Academic Contribution:
- Opens new research direction, expected to inspire follow-up work
- Theoretical framework extensible to other incomplete information learning problems
Practical Value:
- Direct application to clinical trial design
- Applicable to industrial quality control and reliability testing
Method Generality: Framework adaptable to other active learning algorithms

Applicable Scenarios

Medical Research: Patient follow-up, clinical trial design
Industrial Applications: Product lifetime testing, failure prediction
Algorithm Analysis: Runtime prediction, performance evaluation
Financial Domain: Credit risk assessment, default prediction

References

The paper cites 41 related references, primarily including:

Original BatchBALD paper (Kirsch et al., 2019)
Classical survival analysis textbooks (Kleinbaum & Klein, 2012)
Maximum coverage problem research (Khuller et al., 1999)
Bayesian survival models (Qi et al., 2023)
Related active learning work (Vinzamuri et al., 2014; Hüttel et al., 2024)
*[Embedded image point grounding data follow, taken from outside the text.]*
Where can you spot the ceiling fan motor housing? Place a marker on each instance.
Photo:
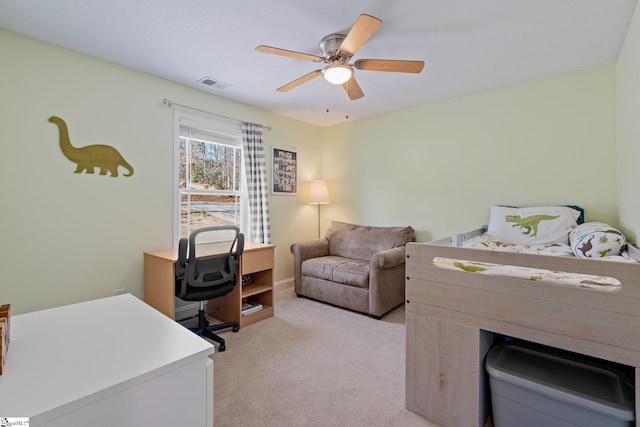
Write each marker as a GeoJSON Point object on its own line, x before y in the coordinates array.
{"type": "Point", "coordinates": [330, 46]}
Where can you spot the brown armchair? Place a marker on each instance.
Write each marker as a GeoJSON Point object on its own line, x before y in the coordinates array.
{"type": "Point", "coordinates": [356, 267]}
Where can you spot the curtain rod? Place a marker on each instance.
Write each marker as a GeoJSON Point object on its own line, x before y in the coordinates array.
{"type": "Point", "coordinates": [169, 103]}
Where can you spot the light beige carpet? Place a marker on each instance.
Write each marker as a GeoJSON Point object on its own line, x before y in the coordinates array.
{"type": "Point", "coordinates": [314, 365]}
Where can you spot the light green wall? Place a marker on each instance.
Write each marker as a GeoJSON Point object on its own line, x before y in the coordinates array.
{"type": "Point", "coordinates": [439, 167]}
{"type": "Point", "coordinates": [628, 130]}
{"type": "Point", "coordinates": [71, 237]}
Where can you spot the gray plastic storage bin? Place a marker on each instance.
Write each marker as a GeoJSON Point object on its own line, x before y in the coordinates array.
{"type": "Point", "coordinates": [531, 388]}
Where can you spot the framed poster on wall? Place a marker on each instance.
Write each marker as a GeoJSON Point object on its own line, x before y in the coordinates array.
{"type": "Point", "coordinates": [284, 172]}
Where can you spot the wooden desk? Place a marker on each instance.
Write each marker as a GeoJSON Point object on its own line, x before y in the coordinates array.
{"type": "Point", "coordinates": [111, 361]}
{"type": "Point", "coordinates": [257, 261]}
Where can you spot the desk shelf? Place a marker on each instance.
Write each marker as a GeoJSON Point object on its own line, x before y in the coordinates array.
{"type": "Point", "coordinates": [257, 261]}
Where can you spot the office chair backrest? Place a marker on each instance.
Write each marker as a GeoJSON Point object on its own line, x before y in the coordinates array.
{"type": "Point", "coordinates": [208, 271]}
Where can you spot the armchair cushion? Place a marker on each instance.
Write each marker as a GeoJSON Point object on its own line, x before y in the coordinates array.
{"type": "Point", "coordinates": [362, 242]}
{"type": "Point", "coordinates": [354, 266]}
{"type": "Point", "coordinates": [351, 272]}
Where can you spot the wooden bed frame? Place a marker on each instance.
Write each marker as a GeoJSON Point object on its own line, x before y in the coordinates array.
{"type": "Point", "coordinates": [453, 318]}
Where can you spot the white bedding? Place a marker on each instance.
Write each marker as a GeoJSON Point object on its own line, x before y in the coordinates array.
{"type": "Point", "coordinates": [600, 283]}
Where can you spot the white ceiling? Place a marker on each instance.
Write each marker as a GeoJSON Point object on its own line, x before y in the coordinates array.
{"type": "Point", "coordinates": [468, 46]}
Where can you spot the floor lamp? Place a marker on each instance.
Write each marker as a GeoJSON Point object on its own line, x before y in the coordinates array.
{"type": "Point", "coordinates": [318, 195]}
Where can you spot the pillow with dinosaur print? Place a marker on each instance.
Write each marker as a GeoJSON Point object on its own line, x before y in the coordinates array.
{"type": "Point", "coordinates": [532, 226]}
{"type": "Point", "coordinates": [596, 240]}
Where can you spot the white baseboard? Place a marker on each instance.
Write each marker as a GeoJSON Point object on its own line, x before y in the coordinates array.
{"type": "Point", "coordinates": [283, 284]}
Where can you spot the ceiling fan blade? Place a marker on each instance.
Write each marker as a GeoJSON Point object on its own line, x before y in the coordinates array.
{"type": "Point", "coordinates": [364, 27]}
{"type": "Point", "coordinates": [353, 89]}
{"type": "Point", "coordinates": [299, 81]}
{"type": "Point", "coordinates": [389, 65]}
{"type": "Point", "coordinates": [289, 53]}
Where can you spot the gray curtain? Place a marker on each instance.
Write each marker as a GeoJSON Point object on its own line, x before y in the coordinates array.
{"type": "Point", "coordinates": [258, 189]}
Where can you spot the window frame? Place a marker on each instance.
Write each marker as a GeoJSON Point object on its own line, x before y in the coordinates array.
{"type": "Point", "coordinates": [229, 134]}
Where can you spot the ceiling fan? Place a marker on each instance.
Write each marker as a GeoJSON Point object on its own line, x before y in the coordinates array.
{"type": "Point", "coordinates": [337, 51]}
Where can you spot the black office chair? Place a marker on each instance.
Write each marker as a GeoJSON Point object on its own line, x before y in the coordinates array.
{"type": "Point", "coordinates": [202, 279]}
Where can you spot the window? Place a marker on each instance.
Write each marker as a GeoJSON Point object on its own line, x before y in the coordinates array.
{"type": "Point", "coordinates": [209, 175]}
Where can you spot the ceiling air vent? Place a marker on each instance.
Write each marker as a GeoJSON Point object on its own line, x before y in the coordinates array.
{"type": "Point", "coordinates": [213, 83]}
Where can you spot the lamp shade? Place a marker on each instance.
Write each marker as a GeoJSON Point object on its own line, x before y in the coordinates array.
{"type": "Point", "coordinates": [318, 192]}
{"type": "Point", "coordinates": [337, 74]}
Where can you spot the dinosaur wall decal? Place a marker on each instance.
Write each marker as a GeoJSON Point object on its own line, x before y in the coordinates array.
{"type": "Point", "coordinates": [528, 223]}
{"type": "Point", "coordinates": [105, 157]}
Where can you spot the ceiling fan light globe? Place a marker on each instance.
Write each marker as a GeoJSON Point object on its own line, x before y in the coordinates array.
{"type": "Point", "coordinates": [337, 74]}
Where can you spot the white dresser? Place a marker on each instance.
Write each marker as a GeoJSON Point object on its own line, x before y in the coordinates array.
{"type": "Point", "coordinates": [112, 361]}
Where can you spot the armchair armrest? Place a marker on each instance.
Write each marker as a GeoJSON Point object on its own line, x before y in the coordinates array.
{"type": "Point", "coordinates": [388, 259]}
{"type": "Point", "coordinates": [310, 249]}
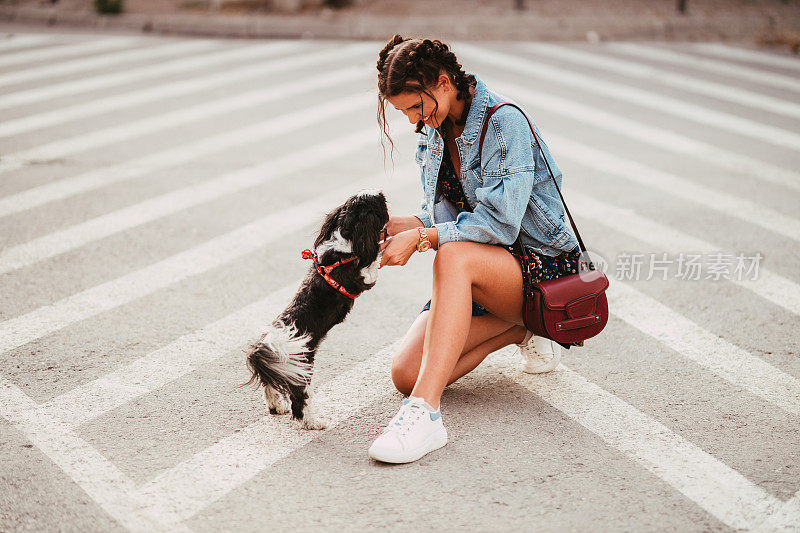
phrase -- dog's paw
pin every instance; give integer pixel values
(312, 422)
(277, 403)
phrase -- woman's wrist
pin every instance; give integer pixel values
(431, 234)
(400, 224)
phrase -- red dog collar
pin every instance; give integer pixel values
(325, 272)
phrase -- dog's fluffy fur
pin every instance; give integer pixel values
(283, 360)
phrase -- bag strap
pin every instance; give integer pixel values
(480, 151)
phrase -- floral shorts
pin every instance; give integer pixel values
(542, 267)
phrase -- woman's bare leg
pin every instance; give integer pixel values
(463, 272)
(487, 334)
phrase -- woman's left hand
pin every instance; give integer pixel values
(398, 249)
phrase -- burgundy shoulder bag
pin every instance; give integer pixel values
(566, 309)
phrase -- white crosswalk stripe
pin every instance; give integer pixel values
(731, 52)
(166, 68)
(691, 112)
(111, 58)
(168, 90)
(707, 65)
(205, 110)
(13, 41)
(680, 81)
(98, 46)
(661, 138)
(82, 393)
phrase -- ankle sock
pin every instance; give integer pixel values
(528, 335)
(426, 404)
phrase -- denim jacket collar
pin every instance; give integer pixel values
(477, 111)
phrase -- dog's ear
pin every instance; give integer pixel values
(330, 223)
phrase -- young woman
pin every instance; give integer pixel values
(473, 209)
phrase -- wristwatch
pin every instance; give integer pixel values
(424, 244)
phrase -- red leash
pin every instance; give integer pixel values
(325, 272)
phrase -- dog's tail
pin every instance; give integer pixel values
(280, 359)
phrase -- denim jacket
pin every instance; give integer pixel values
(510, 189)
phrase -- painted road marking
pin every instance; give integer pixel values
(139, 74)
(218, 251)
(153, 124)
(654, 53)
(106, 44)
(171, 89)
(112, 59)
(633, 95)
(70, 238)
(661, 138)
(743, 54)
(659, 76)
(769, 285)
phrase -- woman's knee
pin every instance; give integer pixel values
(451, 257)
(403, 377)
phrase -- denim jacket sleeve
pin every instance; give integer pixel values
(507, 181)
(419, 157)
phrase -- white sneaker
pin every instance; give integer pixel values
(540, 354)
(413, 432)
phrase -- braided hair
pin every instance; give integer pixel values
(414, 65)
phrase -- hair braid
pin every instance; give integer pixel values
(415, 65)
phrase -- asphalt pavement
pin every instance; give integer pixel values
(155, 194)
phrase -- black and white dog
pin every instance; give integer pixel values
(346, 263)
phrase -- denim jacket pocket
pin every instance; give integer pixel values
(543, 216)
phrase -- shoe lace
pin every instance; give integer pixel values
(406, 417)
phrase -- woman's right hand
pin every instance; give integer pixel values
(399, 224)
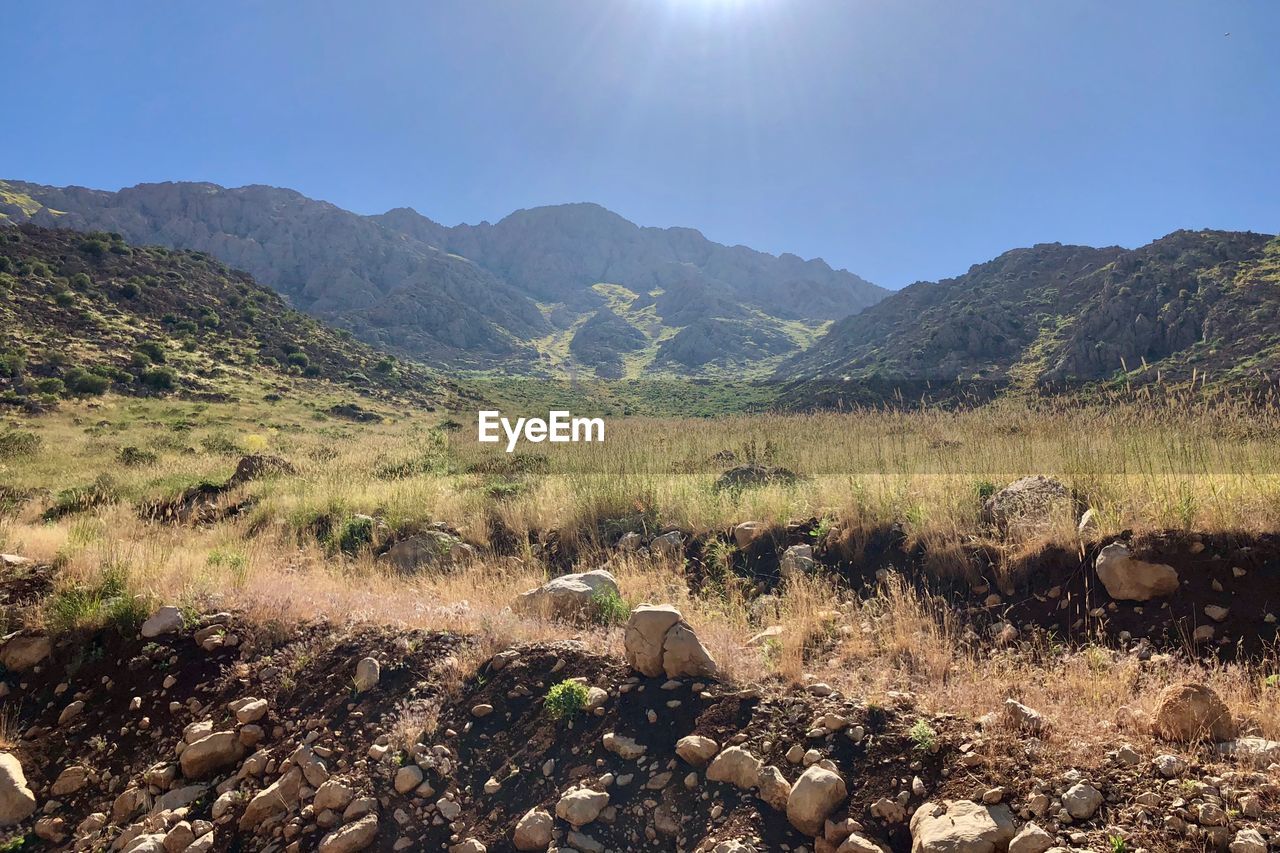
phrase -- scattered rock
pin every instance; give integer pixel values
(17, 801)
(1188, 712)
(568, 597)
(167, 620)
(813, 798)
(1129, 579)
(534, 830)
(960, 826)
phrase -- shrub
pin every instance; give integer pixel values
(353, 534)
(16, 442)
(565, 699)
(108, 603)
(609, 607)
(12, 363)
(136, 456)
(159, 378)
(82, 498)
(923, 735)
(83, 383)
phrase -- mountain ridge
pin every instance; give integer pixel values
(1193, 304)
(506, 295)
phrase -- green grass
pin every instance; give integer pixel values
(105, 603)
(565, 699)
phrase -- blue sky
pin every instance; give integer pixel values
(899, 138)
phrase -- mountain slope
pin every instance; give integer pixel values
(507, 295)
(1192, 301)
(85, 313)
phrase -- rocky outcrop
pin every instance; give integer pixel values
(961, 826)
(657, 641)
(1191, 712)
(17, 801)
(568, 597)
(1129, 579)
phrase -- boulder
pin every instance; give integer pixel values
(750, 475)
(274, 799)
(1129, 579)
(1188, 712)
(581, 806)
(353, 836)
(426, 551)
(210, 753)
(22, 652)
(668, 546)
(1031, 839)
(368, 673)
(735, 766)
(796, 560)
(813, 798)
(259, 465)
(167, 620)
(1082, 801)
(775, 788)
(1028, 506)
(696, 749)
(748, 532)
(534, 830)
(645, 634)
(568, 597)
(17, 801)
(684, 655)
(961, 826)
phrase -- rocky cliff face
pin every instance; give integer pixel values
(1059, 315)
(489, 295)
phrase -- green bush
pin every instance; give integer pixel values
(81, 498)
(12, 363)
(83, 383)
(51, 386)
(108, 603)
(159, 378)
(609, 607)
(353, 534)
(565, 699)
(136, 456)
(14, 443)
(152, 350)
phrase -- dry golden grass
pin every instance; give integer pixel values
(1203, 469)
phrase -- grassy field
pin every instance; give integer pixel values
(1205, 469)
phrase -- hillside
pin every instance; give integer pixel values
(512, 296)
(1192, 304)
(87, 313)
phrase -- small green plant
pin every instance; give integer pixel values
(609, 607)
(133, 456)
(85, 384)
(923, 735)
(16, 442)
(565, 699)
(106, 603)
(983, 489)
(355, 533)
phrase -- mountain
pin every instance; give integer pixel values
(1202, 304)
(82, 313)
(513, 295)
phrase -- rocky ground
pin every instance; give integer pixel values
(205, 731)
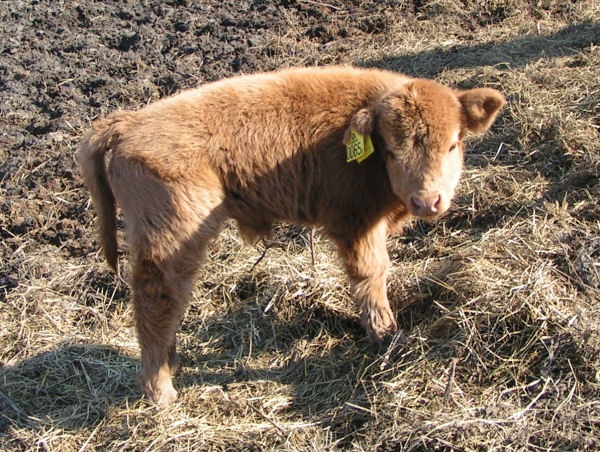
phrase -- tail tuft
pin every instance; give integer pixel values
(105, 134)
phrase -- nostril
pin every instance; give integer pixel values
(417, 203)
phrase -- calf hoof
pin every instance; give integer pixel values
(380, 324)
(160, 391)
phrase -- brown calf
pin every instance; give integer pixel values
(271, 147)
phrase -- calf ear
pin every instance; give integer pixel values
(363, 122)
(480, 105)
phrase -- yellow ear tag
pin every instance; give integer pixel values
(358, 147)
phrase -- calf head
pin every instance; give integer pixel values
(421, 126)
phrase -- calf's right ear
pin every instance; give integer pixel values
(363, 122)
(480, 105)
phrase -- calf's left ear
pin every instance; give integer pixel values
(363, 122)
(480, 105)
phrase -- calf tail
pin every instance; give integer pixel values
(105, 134)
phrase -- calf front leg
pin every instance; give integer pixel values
(367, 263)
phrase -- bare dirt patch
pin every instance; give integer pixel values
(501, 338)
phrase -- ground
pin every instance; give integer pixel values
(501, 340)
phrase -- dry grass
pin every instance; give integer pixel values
(501, 326)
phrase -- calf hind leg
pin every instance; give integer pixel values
(160, 296)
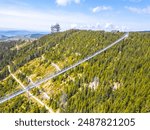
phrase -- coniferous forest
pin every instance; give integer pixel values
(116, 81)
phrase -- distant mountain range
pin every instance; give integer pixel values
(20, 34)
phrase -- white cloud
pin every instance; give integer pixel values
(101, 8)
(66, 2)
(37, 20)
(145, 10)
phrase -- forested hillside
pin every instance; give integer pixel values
(114, 81)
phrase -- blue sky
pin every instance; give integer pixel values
(39, 15)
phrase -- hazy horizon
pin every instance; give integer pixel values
(37, 15)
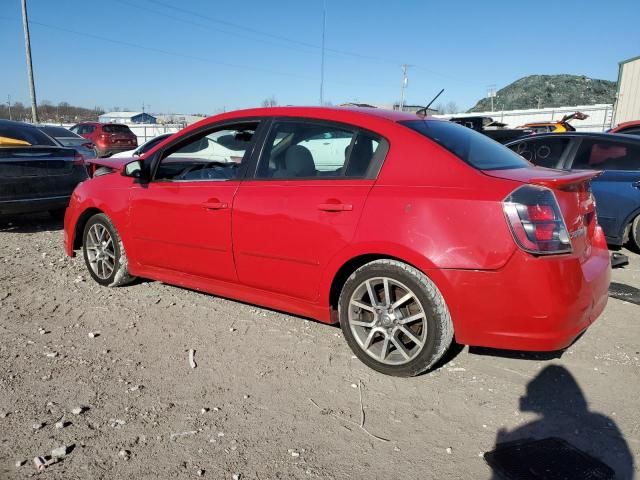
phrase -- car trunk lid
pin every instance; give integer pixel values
(33, 172)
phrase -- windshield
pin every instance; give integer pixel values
(474, 148)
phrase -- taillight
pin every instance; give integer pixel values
(78, 159)
(536, 221)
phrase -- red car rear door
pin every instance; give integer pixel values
(303, 204)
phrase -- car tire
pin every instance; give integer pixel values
(104, 253)
(634, 236)
(407, 327)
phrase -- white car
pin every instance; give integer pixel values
(142, 148)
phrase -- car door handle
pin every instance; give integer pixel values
(215, 205)
(335, 207)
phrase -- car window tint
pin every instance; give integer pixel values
(543, 152)
(58, 132)
(210, 155)
(607, 155)
(310, 150)
(472, 147)
(116, 129)
(27, 134)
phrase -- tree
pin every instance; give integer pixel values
(270, 102)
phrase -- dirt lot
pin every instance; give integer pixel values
(274, 396)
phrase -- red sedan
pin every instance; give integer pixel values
(407, 231)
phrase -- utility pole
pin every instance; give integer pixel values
(403, 85)
(324, 25)
(27, 46)
(491, 93)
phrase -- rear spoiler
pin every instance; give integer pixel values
(568, 180)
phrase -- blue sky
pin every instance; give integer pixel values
(205, 56)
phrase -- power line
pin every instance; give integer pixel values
(158, 50)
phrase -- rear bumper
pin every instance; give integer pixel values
(533, 303)
(33, 205)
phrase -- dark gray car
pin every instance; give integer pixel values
(38, 176)
(67, 138)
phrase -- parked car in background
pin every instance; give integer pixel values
(418, 230)
(109, 138)
(560, 126)
(36, 174)
(617, 189)
(67, 138)
(142, 148)
(628, 128)
(498, 131)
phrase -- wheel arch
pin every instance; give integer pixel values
(80, 224)
(349, 262)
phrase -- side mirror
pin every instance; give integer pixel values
(133, 169)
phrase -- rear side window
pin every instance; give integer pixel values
(26, 134)
(543, 152)
(116, 129)
(310, 150)
(474, 148)
(607, 155)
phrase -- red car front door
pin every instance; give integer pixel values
(181, 220)
(303, 206)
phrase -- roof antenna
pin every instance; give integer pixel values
(423, 111)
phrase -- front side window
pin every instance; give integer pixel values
(607, 155)
(543, 152)
(210, 155)
(318, 150)
(472, 147)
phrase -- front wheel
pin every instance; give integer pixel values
(394, 318)
(104, 252)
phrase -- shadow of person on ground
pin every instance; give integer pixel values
(557, 398)
(31, 223)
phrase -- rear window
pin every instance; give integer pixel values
(116, 129)
(474, 148)
(58, 132)
(27, 134)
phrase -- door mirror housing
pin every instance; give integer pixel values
(133, 169)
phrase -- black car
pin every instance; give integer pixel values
(617, 189)
(36, 173)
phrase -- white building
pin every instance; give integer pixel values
(127, 117)
(627, 106)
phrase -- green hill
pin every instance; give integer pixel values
(550, 91)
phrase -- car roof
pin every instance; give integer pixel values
(15, 124)
(630, 123)
(392, 115)
(597, 135)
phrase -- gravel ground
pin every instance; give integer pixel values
(274, 396)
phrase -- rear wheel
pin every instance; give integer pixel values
(104, 252)
(394, 318)
(635, 234)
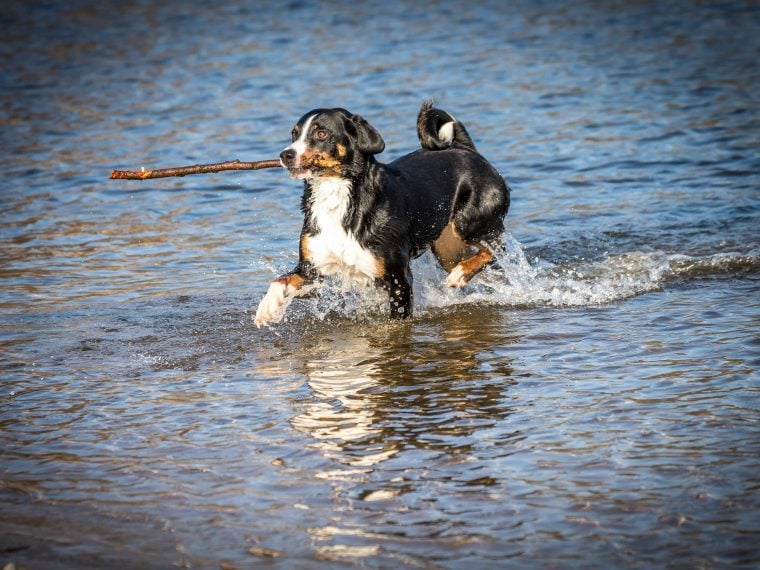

Overall Assessment: This is a high-quality machine learning paper that innovatively addresses active learning for survival data under budget constraints. The method design is clever, theoretical analysis rigorous, and experimental validation comprehensive. While certain assumption limitations exist, it provides effective solutions to important practical applications with significant academic value and practical significance.